For sys.quantile the percentile argument is a float value between 0.0 and 1.0.
sys.median(expr) is equivalent to sys.quantile(expr, 0.5).

sys.stddev_samp computes the cumulative sample standard deviation and returns the square root of the sample variance. sys.stddev_pop computes the population standard deviation and returns the square root of the population variance. Both functions take as an argument any numeric datatype. Likewise, sys.var_samp and sys.var_pop functions return the sample variance (/n-1) of a set of numbers and the biased variance (/n) of a set of numbers, respectively.

The aggregate functions sys.median_avg and sys.quantile_avg return the interpolated value if the median/quantile doesn't fall exactly on a particular row. These functions always return a value of type DOUBLE and only work for numeric types (various width integers, decimal and floating point).

Checksum aggregate functions

Cryptographic hash function aggregates to calculate a checksum (digest) over a column or group of strings.

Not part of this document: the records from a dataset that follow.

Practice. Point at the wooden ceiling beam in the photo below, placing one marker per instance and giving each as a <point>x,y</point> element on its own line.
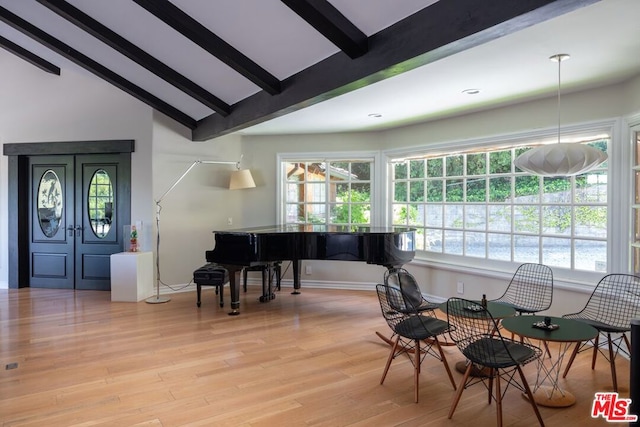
<point>174,17</point>
<point>332,24</point>
<point>133,52</point>
<point>28,56</point>
<point>435,32</point>
<point>99,70</point>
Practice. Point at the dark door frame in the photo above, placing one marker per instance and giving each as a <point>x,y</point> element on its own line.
<point>18,192</point>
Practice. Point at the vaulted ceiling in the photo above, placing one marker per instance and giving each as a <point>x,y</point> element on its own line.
<point>221,66</point>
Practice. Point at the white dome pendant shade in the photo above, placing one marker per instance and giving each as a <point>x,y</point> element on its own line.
<point>560,159</point>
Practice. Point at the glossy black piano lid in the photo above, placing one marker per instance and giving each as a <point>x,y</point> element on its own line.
<point>389,246</point>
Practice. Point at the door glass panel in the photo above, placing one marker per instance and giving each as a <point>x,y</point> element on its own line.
<point>100,203</point>
<point>50,204</point>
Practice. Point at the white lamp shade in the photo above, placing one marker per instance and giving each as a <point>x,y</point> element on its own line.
<point>241,179</point>
<point>560,159</point>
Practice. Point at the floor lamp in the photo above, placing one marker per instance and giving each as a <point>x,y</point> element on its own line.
<point>239,179</point>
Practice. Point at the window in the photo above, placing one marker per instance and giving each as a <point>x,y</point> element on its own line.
<point>635,207</point>
<point>476,204</point>
<point>327,191</point>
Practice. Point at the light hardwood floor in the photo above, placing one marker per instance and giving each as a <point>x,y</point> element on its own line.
<point>300,360</point>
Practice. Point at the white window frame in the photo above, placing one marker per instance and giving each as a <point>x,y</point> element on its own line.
<point>373,156</point>
<point>618,190</point>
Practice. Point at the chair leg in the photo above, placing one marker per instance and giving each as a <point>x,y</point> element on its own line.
<point>546,347</point>
<point>446,364</point>
<point>498,399</point>
<point>416,369</point>
<point>612,362</point>
<point>527,390</point>
<point>573,356</point>
<point>390,358</point>
<point>492,373</point>
<point>459,390</point>
<point>244,279</point>
<point>595,351</point>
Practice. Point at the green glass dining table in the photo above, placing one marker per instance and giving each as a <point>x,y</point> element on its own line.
<point>547,390</point>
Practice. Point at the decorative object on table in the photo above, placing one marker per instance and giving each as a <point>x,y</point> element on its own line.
<point>479,339</point>
<point>547,326</point>
<point>243,180</point>
<point>560,159</point>
<point>547,390</point>
<point>416,333</point>
<point>133,239</point>
<point>615,301</point>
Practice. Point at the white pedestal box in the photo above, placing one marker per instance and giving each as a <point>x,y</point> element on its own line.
<point>131,276</point>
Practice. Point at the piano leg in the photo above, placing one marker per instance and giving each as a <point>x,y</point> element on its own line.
<point>296,277</point>
<point>234,288</point>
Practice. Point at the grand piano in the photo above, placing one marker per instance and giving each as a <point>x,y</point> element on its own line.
<point>237,249</point>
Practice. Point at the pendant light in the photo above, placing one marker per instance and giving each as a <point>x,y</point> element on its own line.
<point>560,159</point>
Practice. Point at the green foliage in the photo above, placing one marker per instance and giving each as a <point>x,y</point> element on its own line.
<point>355,210</point>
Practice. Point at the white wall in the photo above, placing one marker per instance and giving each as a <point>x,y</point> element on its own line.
<point>611,102</point>
<point>199,204</point>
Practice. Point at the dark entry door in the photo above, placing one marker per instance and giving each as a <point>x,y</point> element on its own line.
<point>76,207</point>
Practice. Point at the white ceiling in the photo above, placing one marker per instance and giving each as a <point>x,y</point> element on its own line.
<point>603,40</point>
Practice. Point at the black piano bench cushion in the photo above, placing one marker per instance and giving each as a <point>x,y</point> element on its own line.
<point>211,274</point>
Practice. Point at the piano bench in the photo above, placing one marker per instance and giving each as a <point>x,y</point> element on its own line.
<point>211,275</point>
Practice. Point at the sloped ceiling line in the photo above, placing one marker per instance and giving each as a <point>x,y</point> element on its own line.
<point>28,56</point>
<point>433,33</point>
<point>131,51</point>
<point>200,35</point>
<point>89,64</point>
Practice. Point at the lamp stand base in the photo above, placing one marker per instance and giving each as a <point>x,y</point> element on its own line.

Note It only makes sense to use these with an ordering, as SELECT sha256(name ORDER BY id) FROM table, since the ordering in which the values are fed into the digest algorithm is important and cannot otherwise be guaranteed.

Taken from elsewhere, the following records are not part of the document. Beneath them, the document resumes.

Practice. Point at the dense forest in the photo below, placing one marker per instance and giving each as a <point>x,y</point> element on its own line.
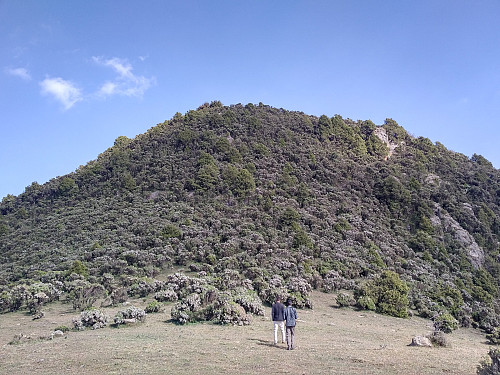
<point>254,202</point>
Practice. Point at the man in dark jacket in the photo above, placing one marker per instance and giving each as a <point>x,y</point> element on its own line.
<point>291,319</point>
<point>278,316</point>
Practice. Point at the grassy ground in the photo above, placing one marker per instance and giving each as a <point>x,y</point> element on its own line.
<point>329,341</point>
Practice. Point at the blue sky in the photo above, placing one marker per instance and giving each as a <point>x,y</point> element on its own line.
<point>76,75</point>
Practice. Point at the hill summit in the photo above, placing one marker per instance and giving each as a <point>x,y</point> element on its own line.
<point>257,202</point>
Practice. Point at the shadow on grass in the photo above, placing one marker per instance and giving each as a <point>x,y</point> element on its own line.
<point>269,344</point>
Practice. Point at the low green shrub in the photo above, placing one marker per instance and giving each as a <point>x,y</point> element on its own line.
<point>153,307</point>
<point>445,322</point>
<point>345,300</point>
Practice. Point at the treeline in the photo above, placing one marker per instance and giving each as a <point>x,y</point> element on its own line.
<point>282,201</point>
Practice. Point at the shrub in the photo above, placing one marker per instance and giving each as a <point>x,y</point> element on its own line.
<point>345,300</point>
<point>90,318</point>
<point>490,366</point>
<point>167,295</point>
<point>130,313</point>
<point>494,337</point>
<point>366,303</point>
<point>438,338</point>
<point>388,292</point>
<point>62,328</point>
<point>153,307</point>
<point>445,322</point>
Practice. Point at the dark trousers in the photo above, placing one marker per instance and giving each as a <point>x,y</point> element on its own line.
<point>290,336</point>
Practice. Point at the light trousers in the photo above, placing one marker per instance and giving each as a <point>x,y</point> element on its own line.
<point>290,337</point>
<point>281,326</point>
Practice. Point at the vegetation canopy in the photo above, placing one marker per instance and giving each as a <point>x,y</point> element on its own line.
<point>253,202</point>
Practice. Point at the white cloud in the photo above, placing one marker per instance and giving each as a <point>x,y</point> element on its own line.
<point>126,83</point>
<point>64,91</point>
<point>19,72</point>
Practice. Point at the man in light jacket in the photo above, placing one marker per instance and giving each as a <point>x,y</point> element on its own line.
<point>291,321</point>
<point>278,316</point>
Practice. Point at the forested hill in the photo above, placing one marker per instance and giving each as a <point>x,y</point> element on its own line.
<point>264,199</point>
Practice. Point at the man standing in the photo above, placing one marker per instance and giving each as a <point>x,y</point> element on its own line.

SHA-1, SHA-224, SHA-256, SHA-384, SHA-512 and RIPEMD-160 are cryptographic hash algorithms.

Function	Return type	Description	Example	Result
ripemd160(string)	string	calculate a RIPEMD-160 checksum of the string values in the column or group	ripemd160(name ORDER BY id)	e9582c6db306aae2a9fbd061c45dfebf9c2d8840
sha1(string)	string	calculate a SHA-1 checksum of the string values in the column or group	sha1(name ORDER BY id)	2b2de8e0a6f8f1e2fb1538eb4111716f05d986b1
sha224(string)	string	calculate a SHA-224 checksum of the string values in the column or group	sha224(name ORDER BY id)	fa9144213e6e7ae1599306f71b32d5178b71c992def23d3377005b40
sha256(string)	string	calculate a SHA-256 checksum of the string values in the column or group	sha256(name ORDER BY id)	8f3ebe3b8ed93368f60fe63781dffbe15d3286d5c234767a321a648d4d0012c2
sha384(string)	string	calculate a SHA-384 checksum of the string values in the column or group	sha384(name ORDER BY id)	e408241d3cc2c76edc60e7eaa15425c67654c356b9a7b0291301746733395e0c b06eb0445cde8f8ea93dcbe0e0fb7ca2
sha512(string)	string	calculate a SHA-512 checksum of the string values in the column or group	sha512(name ORDER BY id)	c18daaa531683d018988a956c1c35072ca0e02b4a4caf261cd63f4080bb26fd8 44a51c80bd96f56bb820ff10878a335224031e1cd641e28d6614b9654c4ac080

Examples

create schema aggr_tst;
set schema aggr_tst;

create table aggr_tst.tc (c real);
insert into aggr_tst.tc values (1), (2), (3), (4), (5), (9);
select * from aggr_tst.tc;

select
  count(*) as countstar
, count(c) as count
, count(distinct c) as countdistinct
, sum(c) as sum
, avg(c) as average
, prod(c) as product
, min(c) as minimum
, max(c) as maximum
, group_concat(c,',') as group_concat
, listagg(c,',' order by c desc) as listagg
, median(c) as median
, median_avg(c) as median_avg
, quantile(c, 0.5) as quantile
, quantile_avg(c, 0.5) as quantile_avg
, stddev_samp(c) as stddev_samp
, stddev_pop(c) as stddev_pop
, var_samp(c) as var_samp
, var_pop(c) as var_pop
, corr(c, c+1) as corr
, covar_samp(c, c*2) as covar_samp
, covar_pop(c, c*2) as covar_pop
from aggr_tst.tc;

drop table aggr_tst.tc;

set schema sys;
drop schema aggr_tst;

select type, sha256(name ORDER BY id) from sys.tables group by type;

Tip: To list all the available aggregate functions in your MonetDB server run query:

SELECT DISTINCT schema_id, name, func, mod, language, system FROM sys.functions WHERE type = 3 ORDER BY name;

You can also create your own aggregate functions, see Create Aggregate function command.